The committee is made up of Liquor Commissioners William Kennison (the ILWU’s Maui Division Director, who acts as committee chairperson), Roy Umeno (an insurance agent) and Frank Sylva (a retired postal worker, not to be confused with former LC Director Frank Silva). They first met Nov. 17 at the Corporation Counsel’s office, according to a Nov. 20 report to the greater Liquor Commission.
At the meeting, they apparently learned how the search for a director should go. In fact, according to the report, “At the request of First Deputy [Corporation Counsel Ed] Kushi, Deputy [Corporation Counsel Jeffrey] Ueoka briefed and summarized his experience in assisting the Maui Police Commission in its recent (2014) selection process of the new Police Chief.”
Imagine that–rather than just once again pick one of their own in a secret executive session, they’re actually falling back on precedent (something we actually suggested they do back in this Oct. 16 story). Anyway, the committee also reviewed a draft job recruitment notice and application form, both provided to it by Corporation Counsel Ed Kushi. And they “discussed possible future assignments, tasks or duties that may be delegated to this Committee [like] preparing suggested interview questions [and] reviewing all applications, and submitting a ‘final’ list of candidates to the Commission.”

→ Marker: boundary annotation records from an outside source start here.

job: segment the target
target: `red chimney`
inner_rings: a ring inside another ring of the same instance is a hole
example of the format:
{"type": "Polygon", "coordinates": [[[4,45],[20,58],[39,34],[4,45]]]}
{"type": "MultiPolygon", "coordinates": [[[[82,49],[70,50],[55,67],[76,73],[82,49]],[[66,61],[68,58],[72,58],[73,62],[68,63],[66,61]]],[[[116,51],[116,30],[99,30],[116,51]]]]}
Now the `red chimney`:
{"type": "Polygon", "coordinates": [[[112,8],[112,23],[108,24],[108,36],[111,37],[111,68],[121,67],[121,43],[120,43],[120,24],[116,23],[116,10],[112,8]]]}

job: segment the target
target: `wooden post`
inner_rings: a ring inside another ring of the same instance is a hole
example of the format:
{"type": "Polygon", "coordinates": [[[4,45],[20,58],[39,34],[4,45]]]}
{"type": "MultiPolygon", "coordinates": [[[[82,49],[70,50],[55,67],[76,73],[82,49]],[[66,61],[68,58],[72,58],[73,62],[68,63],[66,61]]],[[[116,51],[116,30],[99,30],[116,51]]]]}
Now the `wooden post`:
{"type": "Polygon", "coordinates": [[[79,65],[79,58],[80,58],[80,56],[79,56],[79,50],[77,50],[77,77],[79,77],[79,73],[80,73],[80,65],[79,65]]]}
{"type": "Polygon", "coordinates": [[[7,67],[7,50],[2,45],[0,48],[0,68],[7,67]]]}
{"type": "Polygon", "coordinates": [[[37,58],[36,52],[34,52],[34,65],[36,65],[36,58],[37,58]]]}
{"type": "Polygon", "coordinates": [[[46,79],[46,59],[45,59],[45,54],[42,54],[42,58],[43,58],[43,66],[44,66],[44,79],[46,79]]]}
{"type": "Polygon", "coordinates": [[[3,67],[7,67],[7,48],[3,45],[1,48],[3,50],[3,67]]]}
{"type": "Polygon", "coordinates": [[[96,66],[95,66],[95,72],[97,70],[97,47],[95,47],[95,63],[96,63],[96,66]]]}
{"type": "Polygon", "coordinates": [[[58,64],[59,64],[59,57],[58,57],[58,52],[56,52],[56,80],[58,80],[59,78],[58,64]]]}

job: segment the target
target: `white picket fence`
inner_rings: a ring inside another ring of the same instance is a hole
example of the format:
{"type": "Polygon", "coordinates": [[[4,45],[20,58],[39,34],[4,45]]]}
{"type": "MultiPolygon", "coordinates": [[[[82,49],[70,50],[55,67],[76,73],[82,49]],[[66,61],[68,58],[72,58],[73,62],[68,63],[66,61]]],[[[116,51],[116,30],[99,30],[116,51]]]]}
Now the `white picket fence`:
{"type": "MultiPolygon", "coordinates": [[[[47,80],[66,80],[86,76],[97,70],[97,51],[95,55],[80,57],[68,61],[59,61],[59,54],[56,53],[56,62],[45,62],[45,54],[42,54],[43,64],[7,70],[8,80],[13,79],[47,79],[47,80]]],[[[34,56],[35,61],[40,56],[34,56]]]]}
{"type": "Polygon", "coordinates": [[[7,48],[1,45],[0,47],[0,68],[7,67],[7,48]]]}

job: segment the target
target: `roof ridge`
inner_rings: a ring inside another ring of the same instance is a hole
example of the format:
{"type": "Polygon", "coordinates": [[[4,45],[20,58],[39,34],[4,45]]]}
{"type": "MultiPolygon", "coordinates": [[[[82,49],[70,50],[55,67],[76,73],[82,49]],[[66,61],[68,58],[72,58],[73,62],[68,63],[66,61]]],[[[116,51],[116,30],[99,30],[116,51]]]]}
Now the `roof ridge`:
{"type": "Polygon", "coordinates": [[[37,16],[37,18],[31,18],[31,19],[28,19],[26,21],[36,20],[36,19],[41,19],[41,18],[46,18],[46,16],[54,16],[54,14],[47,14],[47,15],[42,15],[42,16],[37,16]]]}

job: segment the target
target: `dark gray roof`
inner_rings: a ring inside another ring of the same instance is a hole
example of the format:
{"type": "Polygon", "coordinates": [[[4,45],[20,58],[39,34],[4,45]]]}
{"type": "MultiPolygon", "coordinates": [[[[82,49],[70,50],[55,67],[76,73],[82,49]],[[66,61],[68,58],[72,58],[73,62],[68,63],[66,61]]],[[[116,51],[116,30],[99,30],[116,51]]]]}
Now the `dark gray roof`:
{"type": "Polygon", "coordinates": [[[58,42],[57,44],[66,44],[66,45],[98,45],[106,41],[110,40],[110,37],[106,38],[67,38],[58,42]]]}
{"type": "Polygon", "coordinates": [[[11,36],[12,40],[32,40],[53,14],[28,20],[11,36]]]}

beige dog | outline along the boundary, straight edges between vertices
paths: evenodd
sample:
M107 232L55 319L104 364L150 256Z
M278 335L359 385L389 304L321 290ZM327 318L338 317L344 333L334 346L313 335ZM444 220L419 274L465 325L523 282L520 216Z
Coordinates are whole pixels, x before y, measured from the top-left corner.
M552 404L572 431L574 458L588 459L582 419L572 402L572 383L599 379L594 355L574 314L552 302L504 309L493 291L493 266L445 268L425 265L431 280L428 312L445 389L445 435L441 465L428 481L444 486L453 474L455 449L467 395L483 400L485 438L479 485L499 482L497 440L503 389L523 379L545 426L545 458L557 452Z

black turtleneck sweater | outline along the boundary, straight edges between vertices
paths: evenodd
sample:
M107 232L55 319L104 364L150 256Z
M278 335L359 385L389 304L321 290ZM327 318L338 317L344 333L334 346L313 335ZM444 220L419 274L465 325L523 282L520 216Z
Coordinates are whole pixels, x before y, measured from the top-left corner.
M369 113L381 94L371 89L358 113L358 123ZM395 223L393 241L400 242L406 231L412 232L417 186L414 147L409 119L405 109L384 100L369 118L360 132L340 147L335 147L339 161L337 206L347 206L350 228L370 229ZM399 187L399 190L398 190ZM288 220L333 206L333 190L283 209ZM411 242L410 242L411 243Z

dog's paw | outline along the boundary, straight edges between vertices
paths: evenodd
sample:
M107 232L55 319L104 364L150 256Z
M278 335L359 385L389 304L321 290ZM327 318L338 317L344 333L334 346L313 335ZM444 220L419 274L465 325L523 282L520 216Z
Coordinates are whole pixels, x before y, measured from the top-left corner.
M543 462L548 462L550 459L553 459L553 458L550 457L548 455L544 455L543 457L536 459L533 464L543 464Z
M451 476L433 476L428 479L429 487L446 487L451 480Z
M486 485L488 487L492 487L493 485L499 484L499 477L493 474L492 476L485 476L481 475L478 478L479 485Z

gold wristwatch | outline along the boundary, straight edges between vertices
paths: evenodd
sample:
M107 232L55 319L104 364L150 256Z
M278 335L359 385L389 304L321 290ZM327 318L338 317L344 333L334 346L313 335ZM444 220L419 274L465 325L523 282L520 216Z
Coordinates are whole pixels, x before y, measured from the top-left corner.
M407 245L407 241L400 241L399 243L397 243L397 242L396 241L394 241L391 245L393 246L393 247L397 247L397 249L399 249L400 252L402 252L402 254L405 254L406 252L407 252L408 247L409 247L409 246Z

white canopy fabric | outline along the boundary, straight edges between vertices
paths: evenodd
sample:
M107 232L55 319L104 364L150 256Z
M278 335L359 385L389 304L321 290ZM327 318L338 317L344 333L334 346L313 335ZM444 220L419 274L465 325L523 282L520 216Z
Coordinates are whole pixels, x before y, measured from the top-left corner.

Publishing the job recruitment notice in Hawaii papers suggests that (gasp!) people from outside the LC itself might actually apply for the job. Why they would wish to do so is beyond me, but hey–stranger things have happened.
As for a timeline, the committee suggested running the recruitment notice in The Maui News and Honolulu Star-Advertiser (both considered to be papers of record) “on or before December 18, 2015” and setting an application deadline of Jan. 22, 2016. If that’s the timetable the Liquor Commission agrees upon, then LC Deputy Director Traci Fujita Villarosa will almost certainly be a candidate (when I asked her about her plans after Souza bailed on the job, she declined to comment). One of the few requirements for the Director job is five years experience in law enforcement, and Fujita Villarosa (a former Corporation Counsel attorney) won’t achieve that until Dec. 31 of this year.
In any case, the full Liquor Commission will discuss and act on the report at its Dec. 9 meeting.